Social Service Sr. Simone Campbell poses with a bowl of shamrocks, a gift from the nation of Ireland to the United States, on March 17  at a St. Patrick's Day celebration at the White House in Washington, D.C. (Courtesy of Sr. Simone Campbell)
Just over a year ago, Sr. Simone Campbell left her position as executive director of the Catholic social justice lobby Network, a post that had made her one of the most prominent women religious in the United States.
So, what has the member of the Sisters of Social Service been up to since then? Quite a bit, which isn't a surprise to anyone who knows her.
But first, after 17 years at Network, she needed a break.
GSR: You left Network at the end of March 2021. How long did it take you to shift gears from that frenetic pace to something slower?
Campbell: I did a retreat, took a sabbatical, read trashy mysteries and then did some travel. But the biggest surprise was that I didn't know how tired I was. It took me a good long while to get rested.
I had worked flat-out through the 2020 election, then the transition, then Jan. 6 happened and all of the response to that, then preparing for the transition [to a new executive director] at Network. I was surprised in April and May how tired I was. Just being able to take a nap was amazing. It was like Wile E. Coyote going full blast and then falling off the cliff and bam! Nothing.
Were you worn out spiritually?
One of the things about working at Network was that for me, it required a keen spiritual engagement, so I didn't feel spiritually weary before or after I left. I felt keenly engaged and spiritually grounded.
Social Service Sr. Simone Campbell, executive director of Network, addresses the second session of the Democratic National Convention on Sept. 5, 2012, in Charlotte, North Carolina. (CNS/Reuters/Jason Reed)
You wrote a book about how meditation helped you survive such a busy life. I assume you still meditate.
That definitely continues. That has been an anchor in this. When I decided my sabbatical was over at the end of August, I set my alarm clock for my usual 5 a.m., got up and did my meditation, and when I was done, it was 6 o'clock. Now what? I realized that even though my sabbatical was over, I could sleep in. So now, I get up at 6 o'clock.
How was the travel?
I got to meet my friends in Taizé, France. I was there two weeks, which was glorious. I didn't spend any time in Paris; I just went right to the countryside.
There was a lull in the COVID-19 pandemic, and France had opened up a little. I was able to get tested, and it was pretty easy when I got there, but leading up to that, I wasn't sure it would be possible, but it worked out.
I got to spend Pentecost with my community [in California] — that was a great renewal. But I was a 100,000-mile flyer on United for 10 years, so to not travel at all during the pandemic was tough.

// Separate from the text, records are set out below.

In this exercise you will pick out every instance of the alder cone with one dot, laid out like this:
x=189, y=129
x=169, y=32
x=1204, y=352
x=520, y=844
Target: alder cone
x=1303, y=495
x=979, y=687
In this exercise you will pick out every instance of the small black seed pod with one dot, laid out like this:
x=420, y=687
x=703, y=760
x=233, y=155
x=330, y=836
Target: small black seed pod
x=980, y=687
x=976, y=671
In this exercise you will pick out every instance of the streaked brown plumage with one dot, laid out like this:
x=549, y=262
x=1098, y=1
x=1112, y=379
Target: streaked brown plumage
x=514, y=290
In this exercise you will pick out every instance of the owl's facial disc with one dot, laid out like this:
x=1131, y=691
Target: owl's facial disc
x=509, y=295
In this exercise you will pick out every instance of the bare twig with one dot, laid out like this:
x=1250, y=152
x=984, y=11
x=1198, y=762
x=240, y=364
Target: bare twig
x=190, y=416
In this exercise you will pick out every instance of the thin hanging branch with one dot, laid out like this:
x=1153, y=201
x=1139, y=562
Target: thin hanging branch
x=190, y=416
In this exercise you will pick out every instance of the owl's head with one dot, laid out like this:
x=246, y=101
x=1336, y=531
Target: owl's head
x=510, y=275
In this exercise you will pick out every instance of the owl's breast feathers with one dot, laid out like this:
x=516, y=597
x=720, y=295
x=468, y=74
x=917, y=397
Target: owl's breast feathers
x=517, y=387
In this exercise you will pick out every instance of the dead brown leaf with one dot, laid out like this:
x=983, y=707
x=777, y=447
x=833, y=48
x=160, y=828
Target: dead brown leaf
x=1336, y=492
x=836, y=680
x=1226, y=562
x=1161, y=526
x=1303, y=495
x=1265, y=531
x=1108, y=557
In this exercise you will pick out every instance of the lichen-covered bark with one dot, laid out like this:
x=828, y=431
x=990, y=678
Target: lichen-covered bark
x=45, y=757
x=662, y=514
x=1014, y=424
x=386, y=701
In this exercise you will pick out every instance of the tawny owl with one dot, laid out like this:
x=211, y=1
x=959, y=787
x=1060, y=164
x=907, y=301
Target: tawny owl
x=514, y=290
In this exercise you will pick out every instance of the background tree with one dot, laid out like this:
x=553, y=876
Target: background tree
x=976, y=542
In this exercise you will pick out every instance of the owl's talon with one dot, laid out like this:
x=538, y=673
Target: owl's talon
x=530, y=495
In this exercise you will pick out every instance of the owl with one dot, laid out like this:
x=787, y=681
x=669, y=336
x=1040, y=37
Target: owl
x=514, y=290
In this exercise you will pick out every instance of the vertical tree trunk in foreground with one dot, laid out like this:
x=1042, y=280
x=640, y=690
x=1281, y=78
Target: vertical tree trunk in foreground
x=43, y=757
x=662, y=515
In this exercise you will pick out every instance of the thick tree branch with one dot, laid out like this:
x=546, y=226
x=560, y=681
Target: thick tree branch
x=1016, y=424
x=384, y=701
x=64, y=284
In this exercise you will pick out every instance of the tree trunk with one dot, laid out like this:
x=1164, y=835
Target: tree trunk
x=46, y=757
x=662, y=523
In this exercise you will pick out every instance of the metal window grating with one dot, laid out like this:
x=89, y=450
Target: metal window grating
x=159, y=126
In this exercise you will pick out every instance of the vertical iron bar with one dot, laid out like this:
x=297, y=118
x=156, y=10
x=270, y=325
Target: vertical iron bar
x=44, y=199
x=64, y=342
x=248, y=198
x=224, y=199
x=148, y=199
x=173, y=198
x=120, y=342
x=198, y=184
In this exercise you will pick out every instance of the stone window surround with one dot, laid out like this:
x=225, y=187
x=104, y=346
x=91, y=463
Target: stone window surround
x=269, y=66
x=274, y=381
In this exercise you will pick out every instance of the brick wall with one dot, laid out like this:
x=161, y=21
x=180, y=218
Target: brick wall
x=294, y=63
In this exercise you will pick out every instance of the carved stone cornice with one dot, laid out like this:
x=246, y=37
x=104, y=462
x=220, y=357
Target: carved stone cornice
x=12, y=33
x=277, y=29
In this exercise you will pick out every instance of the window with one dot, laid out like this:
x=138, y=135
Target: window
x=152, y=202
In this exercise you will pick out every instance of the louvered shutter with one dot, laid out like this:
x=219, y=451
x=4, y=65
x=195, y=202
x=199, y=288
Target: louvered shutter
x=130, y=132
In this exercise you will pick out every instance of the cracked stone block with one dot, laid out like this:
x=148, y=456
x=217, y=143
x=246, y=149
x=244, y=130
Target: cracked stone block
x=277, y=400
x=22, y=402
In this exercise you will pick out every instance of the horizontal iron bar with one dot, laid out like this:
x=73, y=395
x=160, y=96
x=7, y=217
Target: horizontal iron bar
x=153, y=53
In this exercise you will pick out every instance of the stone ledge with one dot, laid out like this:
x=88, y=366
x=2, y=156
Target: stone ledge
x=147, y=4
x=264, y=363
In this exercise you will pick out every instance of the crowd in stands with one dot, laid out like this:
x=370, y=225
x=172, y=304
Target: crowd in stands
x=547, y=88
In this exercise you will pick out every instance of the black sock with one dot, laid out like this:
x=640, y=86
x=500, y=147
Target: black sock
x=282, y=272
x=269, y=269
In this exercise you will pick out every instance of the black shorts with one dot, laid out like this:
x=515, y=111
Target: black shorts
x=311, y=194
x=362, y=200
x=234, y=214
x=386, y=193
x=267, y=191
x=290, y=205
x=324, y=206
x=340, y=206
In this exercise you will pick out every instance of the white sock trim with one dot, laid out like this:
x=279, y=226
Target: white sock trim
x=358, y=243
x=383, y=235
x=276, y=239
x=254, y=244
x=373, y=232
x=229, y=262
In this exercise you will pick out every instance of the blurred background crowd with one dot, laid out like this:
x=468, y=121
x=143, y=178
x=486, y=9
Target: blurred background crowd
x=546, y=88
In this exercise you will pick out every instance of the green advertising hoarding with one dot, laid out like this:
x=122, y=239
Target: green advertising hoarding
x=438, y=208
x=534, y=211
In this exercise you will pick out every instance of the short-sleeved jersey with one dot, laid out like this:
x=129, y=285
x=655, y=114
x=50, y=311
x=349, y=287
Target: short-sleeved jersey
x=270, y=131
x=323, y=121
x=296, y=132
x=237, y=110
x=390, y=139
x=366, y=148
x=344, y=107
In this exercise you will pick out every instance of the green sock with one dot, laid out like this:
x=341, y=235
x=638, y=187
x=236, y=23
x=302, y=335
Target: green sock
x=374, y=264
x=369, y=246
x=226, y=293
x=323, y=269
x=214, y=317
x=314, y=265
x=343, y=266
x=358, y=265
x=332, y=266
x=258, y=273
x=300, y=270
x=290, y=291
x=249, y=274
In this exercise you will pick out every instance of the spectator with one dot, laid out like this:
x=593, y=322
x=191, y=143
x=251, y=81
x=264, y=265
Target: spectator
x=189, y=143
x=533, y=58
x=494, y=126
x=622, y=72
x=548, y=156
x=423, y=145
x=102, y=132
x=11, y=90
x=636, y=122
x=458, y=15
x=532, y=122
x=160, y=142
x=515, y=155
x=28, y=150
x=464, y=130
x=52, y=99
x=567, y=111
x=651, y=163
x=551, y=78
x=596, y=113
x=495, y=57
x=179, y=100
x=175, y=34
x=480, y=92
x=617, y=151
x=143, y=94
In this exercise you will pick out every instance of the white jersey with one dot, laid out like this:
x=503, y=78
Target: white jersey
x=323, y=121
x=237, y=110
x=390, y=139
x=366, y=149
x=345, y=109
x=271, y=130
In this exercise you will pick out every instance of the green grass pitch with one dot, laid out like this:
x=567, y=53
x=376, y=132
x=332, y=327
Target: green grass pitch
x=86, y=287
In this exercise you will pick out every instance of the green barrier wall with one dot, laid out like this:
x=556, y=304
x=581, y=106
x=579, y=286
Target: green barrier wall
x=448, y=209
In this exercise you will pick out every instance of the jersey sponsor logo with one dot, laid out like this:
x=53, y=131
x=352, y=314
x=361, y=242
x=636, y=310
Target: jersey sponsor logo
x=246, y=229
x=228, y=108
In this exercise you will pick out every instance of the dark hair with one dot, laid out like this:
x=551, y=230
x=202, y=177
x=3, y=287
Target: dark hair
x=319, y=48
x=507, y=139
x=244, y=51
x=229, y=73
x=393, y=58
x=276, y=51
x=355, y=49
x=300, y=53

I found that the thing I missed most during the pandemic was: When I'd travel, I'd meet all these people on the sidelines of the events, and they gave me all these other perspectives as they told their stories. Everyone hates having to use Zoom, but praise God for it — I can't imagine the pandemic without it.
So now that you've done your retreat and finished your sabbatical and travel, what are you up to?
I'm working on a project where we're trying to create dialogue between Democrats and Republicans. We're not trying to change anyone's mind; we're trying to strengthen the middle so we can meet across the divide. But [the group is] having an impossible time getting any conservatives to join.
We're calling it "Understanding US," and our effort is to work in small groups to get people to talk to people who think differently than they do, where you'll learn skills to talk to difficult people then go out and try it and come back and share what you learned. The idea is that even though you differ in politics, you have a sense of connectedness, and when you come back, you have an experience to share that is community building.
What got me into this was the impact of our rural roundtables in 2019 and 2020, which we did because the politics looked so divisive between urban and rural areas. One of the things that happened was there were people with different perspectives but a shared unity around geography. So, we're trying to bring people together with a defined common denominator. If there's a sense of unity to begin with, then where the differences are just emerge as part of the process rather than the defining feature.
When can we expect to see this?
We're going to start in Ohio with a test case. We're going to start by Zoom, but we're hoping by summer to be able to do it in person.
There's no funding. We're just doing it on our good looks so far. But we got a PR firm that's helping us do the branding and website. We hope to have that up by June.
We really wanted people from both sides, and people have been interested, but all the conservatives I've talked to said they would be involved, but they won't be on the leadership team or do anything public.
I think the need is strong enough, and as long as we stay faithful to the need, the Spirit will respond.